Italian Easter Cookies / Uncinetti
Ingredients
- ITALIAN EASTER COOKIES:
- 1 ½ cups + 2 tablespoons all-purpose flour 200 grams total
- 3 ¼ tablespoons granulated sugar
- 1 teaspoon baking powder
- 1 pinch salt
- Zest of 1 lemon
- 1 large egg
- ¼ cup butter melted and cooled
- 4 tablespoons milk 2% or whole milk recommended
- If you use unsalted butter then add 1/4 teaspoon of salt.
- LEMON GLAZE:
- 1 ½ – 2 cups powdered sugar sifted
- 1 tablespoon lemon juice approximately
- 1 tablespoon milk approximately
Instructions
- Step 1: Prepare the Oven and Baking Sheet
- Preheat your oven to 300°F (150°C). This lower temperature ensures the cookies bake evenly and don’t brown too quickly. Line a large baking sheet with parchment paper. Parchment paper prevents the cookies from sticking and makes cleanup a breeze. You can also lightly grease and flour the baking sheet as an alternative.

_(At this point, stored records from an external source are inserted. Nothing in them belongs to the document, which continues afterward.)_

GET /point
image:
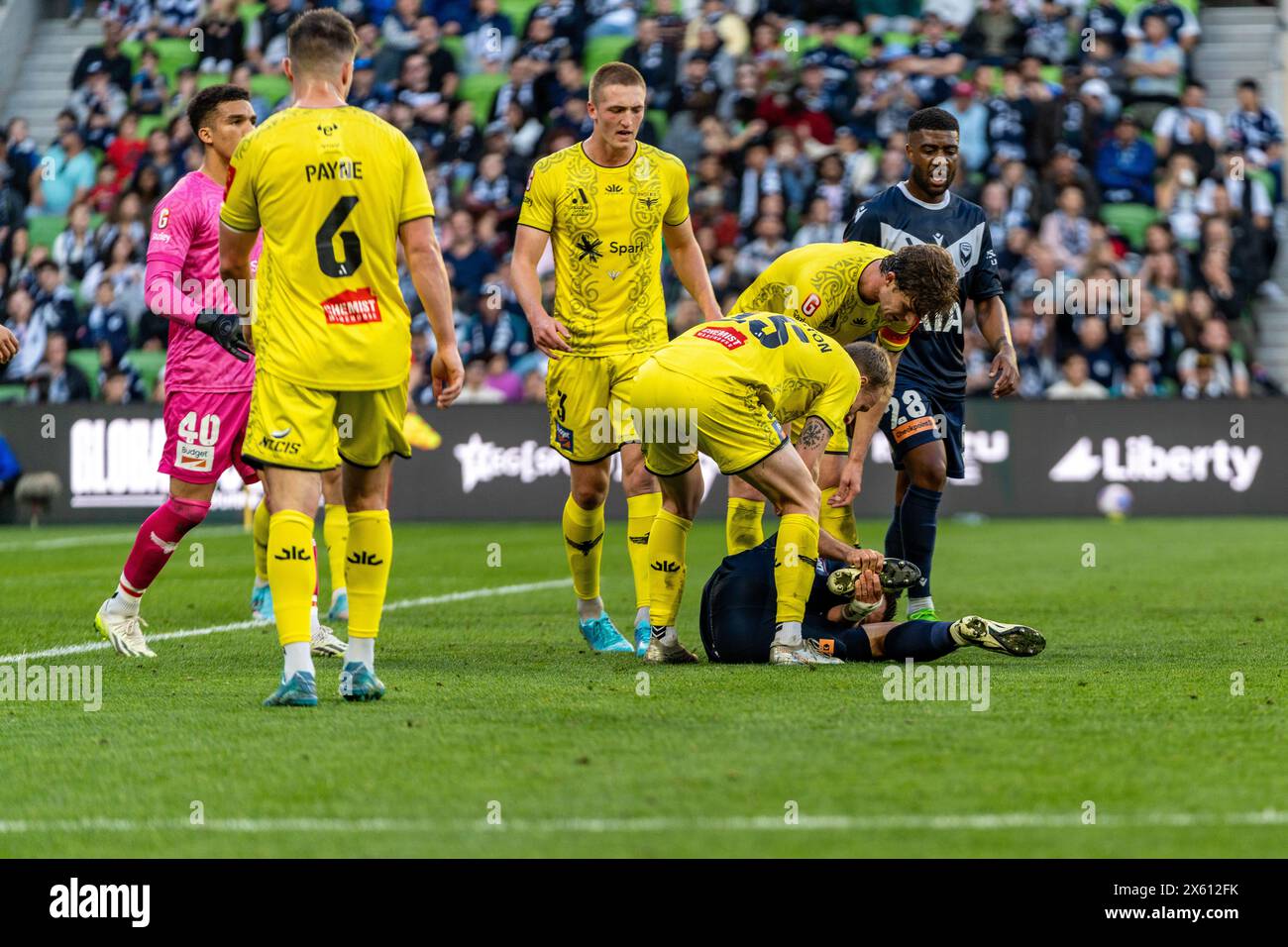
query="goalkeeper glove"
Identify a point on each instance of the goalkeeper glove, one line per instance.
(224, 329)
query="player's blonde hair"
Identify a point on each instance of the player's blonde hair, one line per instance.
(614, 73)
(926, 274)
(874, 365)
(321, 42)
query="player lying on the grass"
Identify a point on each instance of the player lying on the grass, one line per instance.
(335, 534)
(207, 372)
(335, 189)
(840, 622)
(846, 291)
(725, 388)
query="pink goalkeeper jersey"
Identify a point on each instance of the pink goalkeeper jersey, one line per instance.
(184, 252)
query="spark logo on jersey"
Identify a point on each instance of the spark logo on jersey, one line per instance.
(352, 307)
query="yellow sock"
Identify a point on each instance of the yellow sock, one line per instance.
(259, 534)
(369, 556)
(742, 525)
(838, 521)
(666, 545)
(584, 543)
(291, 574)
(335, 534)
(795, 556)
(640, 513)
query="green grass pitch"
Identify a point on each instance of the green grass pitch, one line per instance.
(494, 707)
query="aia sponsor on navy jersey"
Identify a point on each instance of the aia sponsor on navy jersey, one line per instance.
(894, 219)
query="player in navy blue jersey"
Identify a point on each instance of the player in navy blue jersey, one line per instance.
(923, 419)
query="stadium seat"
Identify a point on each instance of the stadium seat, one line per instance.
(86, 360)
(43, 228)
(207, 78)
(147, 367)
(1129, 219)
(481, 89)
(518, 13)
(604, 50)
(270, 88)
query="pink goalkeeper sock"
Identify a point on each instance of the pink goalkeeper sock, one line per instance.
(158, 539)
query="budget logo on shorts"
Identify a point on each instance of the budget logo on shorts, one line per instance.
(196, 458)
(352, 307)
(729, 338)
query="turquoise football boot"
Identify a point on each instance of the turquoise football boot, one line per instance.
(360, 684)
(603, 635)
(300, 690)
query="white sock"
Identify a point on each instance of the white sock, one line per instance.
(361, 650)
(789, 633)
(297, 659)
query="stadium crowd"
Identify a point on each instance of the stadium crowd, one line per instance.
(1133, 226)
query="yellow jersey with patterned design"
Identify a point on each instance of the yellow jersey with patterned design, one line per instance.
(605, 230)
(793, 368)
(818, 283)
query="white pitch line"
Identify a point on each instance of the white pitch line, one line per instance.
(239, 625)
(599, 826)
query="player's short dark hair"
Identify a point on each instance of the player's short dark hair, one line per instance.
(931, 120)
(321, 39)
(614, 73)
(205, 102)
(926, 274)
(874, 365)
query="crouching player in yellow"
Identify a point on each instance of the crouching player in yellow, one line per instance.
(846, 291)
(726, 388)
(334, 187)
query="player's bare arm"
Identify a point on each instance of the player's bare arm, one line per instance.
(996, 329)
(8, 346)
(235, 249)
(691, 266)
(548, 333)
(429, 277)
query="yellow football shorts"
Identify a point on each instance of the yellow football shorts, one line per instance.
(589, 399)
(314, 429)
(679, 416)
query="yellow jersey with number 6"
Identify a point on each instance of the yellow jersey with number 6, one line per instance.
(330, 187)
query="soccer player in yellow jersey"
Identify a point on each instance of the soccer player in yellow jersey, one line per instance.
(333, 188)
(728, 388)
(848, 291)
(606, 204)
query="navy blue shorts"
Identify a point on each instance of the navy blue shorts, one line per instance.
(917, 415)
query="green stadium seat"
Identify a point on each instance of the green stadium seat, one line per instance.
(518, 12)
(147, 365)
(86, 360)
(43, 228)
(1129, 219)
(481, 89)
(604, 50)
(270, 88)
(660, 120)
(151, 123)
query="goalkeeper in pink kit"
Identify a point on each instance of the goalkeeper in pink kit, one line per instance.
(209, 368)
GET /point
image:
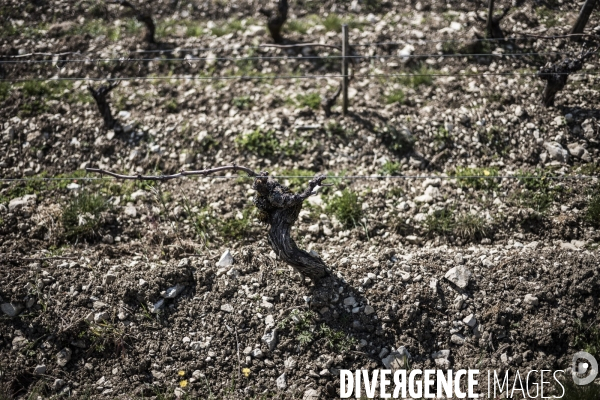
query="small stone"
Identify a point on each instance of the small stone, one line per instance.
(556, 151)
(257, 353)
(349, 301)
(269, 321)
(457, 339)
(519, 112)
(64, 356)
(10, 309)
(281, 382)
(441, 354)
(576, 150)
(270, 339)
(531, 300)
(227, 307)
(470, 321)
(101, 316)
(397, 359)
(58, 384)
(226, 259)
(157, 306)
(290, 363)
(130, 210)
(311, 394)
(459, 275)
(40, 369)
(109, 279)
(19, 202)
(173, 291)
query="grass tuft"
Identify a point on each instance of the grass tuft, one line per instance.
(346, 208)
(82, 217)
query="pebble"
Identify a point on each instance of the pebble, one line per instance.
(10, 309)
(470, 320)
(349, 301)
(281, 382)
(40, 369)
(531, 300)
(226, 259)
(101, 316)
(173, 291)
(157, 306)
(64, 356)
(227, 307)
(109, 279)
(556, 151)
(270, 339)
(457, 339)
(459, 275)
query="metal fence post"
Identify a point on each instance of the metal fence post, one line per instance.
(345, 80)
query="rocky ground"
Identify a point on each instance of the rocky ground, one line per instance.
(132, 289)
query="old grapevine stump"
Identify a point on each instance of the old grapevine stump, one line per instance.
(279, 207)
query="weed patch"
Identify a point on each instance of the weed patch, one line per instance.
(476, 178)
(346, 208)
(82, 217)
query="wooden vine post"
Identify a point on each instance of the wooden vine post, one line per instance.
(278, 207)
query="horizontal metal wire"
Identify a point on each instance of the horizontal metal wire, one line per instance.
(334, 177)
(251, 77)
(523, 36)
(300, 58)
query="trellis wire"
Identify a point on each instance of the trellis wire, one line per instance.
(332, 177)
(299, 58)
(273, 77)
(524, 36)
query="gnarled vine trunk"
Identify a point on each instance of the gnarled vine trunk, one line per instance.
(279, 207)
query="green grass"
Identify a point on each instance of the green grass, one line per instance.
(334, 128)
(229, 27)
(337, 340)
(587, 338)
(398, 140)
(296, 184)
(311, 100)
(296, 25)
(440, 222)
(242, 102)
(466, 226)
(476, 178)
(421, 76)
(346, 208)
(82, 218)
(575, 392)
(259, 142)
(334, 22)
(390, 168)
(395, 96)
(538, 190)
(592, 212)
(171, 106)
(547, 16)
(5, 88)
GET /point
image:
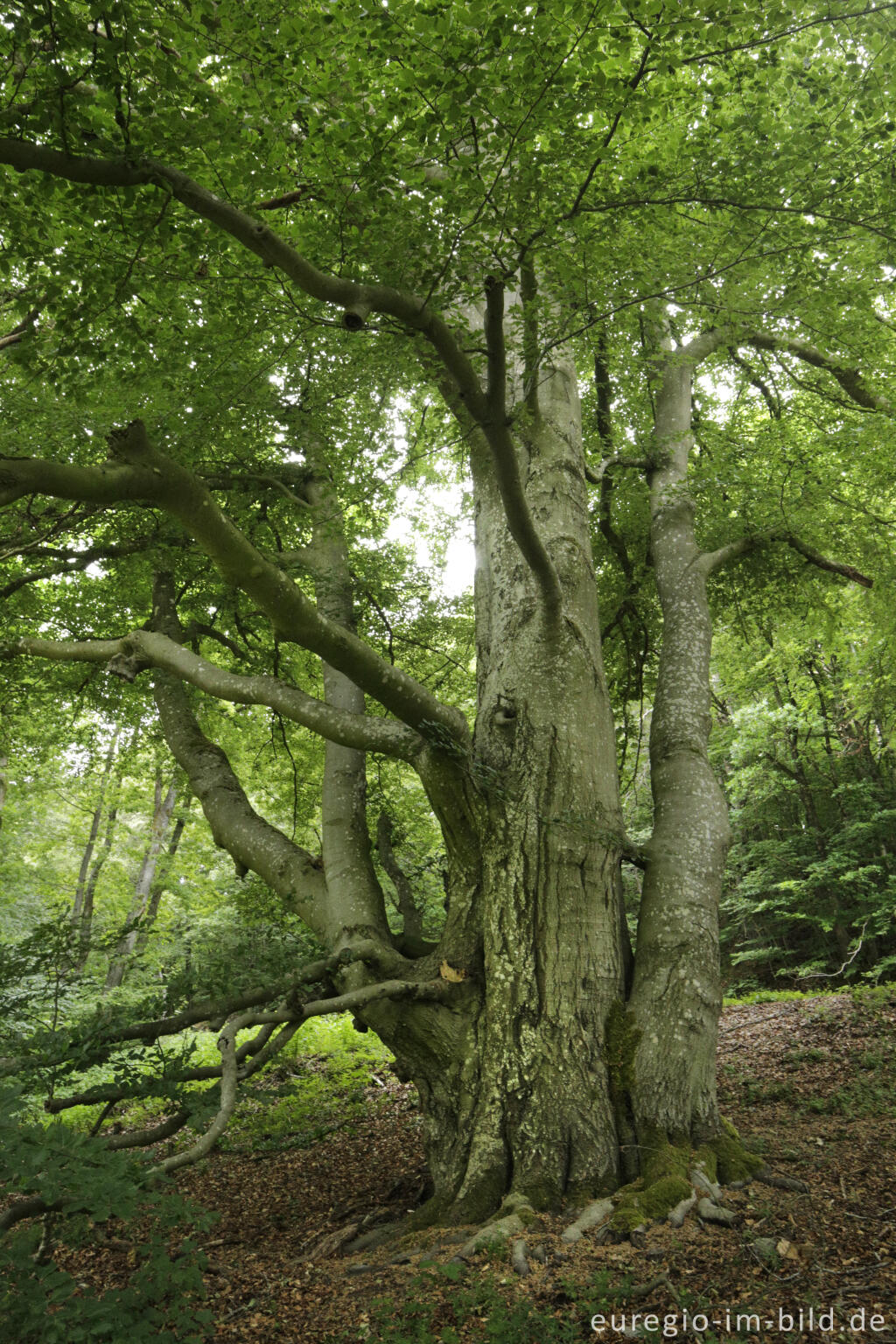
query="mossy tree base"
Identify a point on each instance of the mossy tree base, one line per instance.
(668, 1171)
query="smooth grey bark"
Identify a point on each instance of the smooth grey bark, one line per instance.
(90, 890)
(676, 995)
(163, 808)
(163, 874)
(80, 917)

- Step 2: Combine Dry Ingredients
- In a large bowl, whisk together the all-purpose flour, granulated sugar, baking powder, salt, and lemon zest. Whisking ensures the ingredients are evenly distributed, resulting in a consistent texture. The lemon zest adds a bright, aromatic note to the cookies.
- Step 3: Incorporate Wet Ingredients
- Create a well in the center of the dry ingredients. Add the egg, melted and cooled butter, and milk to the well. Using a fork, gradually combine the wet ingredients with the dry ingredients, starting from the center and working outwards. Mix until the dough is almost combined. Avoid overmixing at this stage.
- Step 4: Knead the Dough
- Transfer the mixture to a lightly floured flat surface. Gently knead the dough for a few minutes, until it forms a smooth and cohesive ball. Be careful not to overknead, as this can develop the gluten in the flour and make the cookies tough. The dough should be soft and pliable.
- Step 5: Shape the Cookies
- Divide the dough into small portions. Roll each portion into a 5-6 inch (13-16 cm) rope. The ropes should be relatively thin for a delicate cookie. Form the ropes into knots or rings. To make knots, simply tie the rope into a simple knot. To make rings, join the ends of the rope together, pressing them firmly to seal. You can also create other shapes as desired.
- Step 6: Bake the Cookies
- Place the shaped cookies onto the prepared baking sheet, leaving a little space between each cookie. Bake in the preheated oven for approximately 15-18 minutes, or until the cookies are lightly golden brown. The baking time may vary depending on your oven, so keep a close eye on them.
- Step 7: Cool and Glaze
- Remove the cookies from the oven and let them cool completely on the baking sheet before glazing. Cooling allows the cookies to firm up and prevents the glaze from melting. While the cookies are cooling, prepare the lemon glaze. In a small bowl, whisk together the sifted powdered sugar, lemon juice, and milk until you reach your desired consistency. The glaze should be smooth and pourable.
- Step 8: Glaze and Enjoy
- Once the cookies are completely cooled, dip each cookie into the lemon glaze, allowing the excess to drip off. Place the glazed cookies on a wire rack to allow the glaze to set completely. You can also sprinkle the glazed cookies with sprinkles or additional lemon zest for added decoration.